En las últimas décadas Libia se ha caracterizado por ser un país de inmigración, debido a la mejor calidad de vida existente respecto al resto de países africanos. Con sus escasos 6 millones y medio de habitantes antes de la revolución presentaba alrededor de 2 millones y medio de inmigrantes. Entre ellos se destacaba un millón de egipcios, 80 mil paquistanís, 60 mil sudaneses, 60 mil bangladesíes y 26 mil filipinos (OIM).
Los subsaharianos, muchos irregulares, representaban un contigente muy elevado, cuyas altas cifras de irregularidad complican la posibilidad de dar datos aproximados. Un tercer factor fundamental fue la defensa del panafricanismo. El hecho de que Gadafi fuera el gran impulsor de las ideas de integración regional africana, (especialmente desde que en los años ochenta, el bombardeo a Trípoli por parte de la aviación estadounidense, mostrase a Libia sin el apoyo de otros países árabes), hizo que muchos africanos vieran en él el artífice de la únión en África, pero también que la oposición al régimen se definiera contraria a estos principios.
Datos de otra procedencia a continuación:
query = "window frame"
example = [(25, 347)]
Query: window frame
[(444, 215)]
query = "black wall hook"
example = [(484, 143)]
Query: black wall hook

Así, mientras que Gadafi fue el impulsor del Parlamento Panafricano, defensor de las tradiciones africanas, de su cultura, (incluso a pesar de los conflictos que esto generaba con el islam y el arabismo), se produjo el odio irracional por gran parte de los antigadafistas de todo lo que simbolizara panafricanismo. No obstante, no todos los negros apoyaban a Gadafi, muchos rechazaban su política de represión de las libertades políticas y pronto se sintieron defraudados por la revolución e incluso algunos acabaron siendo víctimas de esta.
Donatella Rovera investigadora italiana de Amnistía Internacional “Los rebeldes difundieron estos rumores por todas partes, y tuvieron consecuencias terribles para trabajadores inmigrantes africanos: hubo una caza sistemática de los migrantes, algunos fueron linchados y muchos detenidos. Desde entonces, incluso los rebeldes han admitido que no había mercenarios; casi todos han sido liberados y han regresado a sus países de origen, como revelaron las investigaciones que sobre ellos se llevaron a cabo”. Se estima que desde que comenzó la guerra hasta enero de 2012, más de 96 mil regresaron a Niger, 84 mil a Chad, 11 mil a Gana y Mali y 3 mil a Nigeria. Otros muchos se dirigieron hacia Tunez y Egipto, y en menor medida hacia a Italia y Malta. Por otra parte Hassiba Hadj Sahraoui, directora adjunta del Programa Regional para el Norte de África de Amnistía, indicó: "Es una vergüenza que los abusos que se cometían en la era Gadafi contra los extranjeros, sobre todo contra los procedentes del África subsahariana, no sólo continúen, sino que hayan empeorado".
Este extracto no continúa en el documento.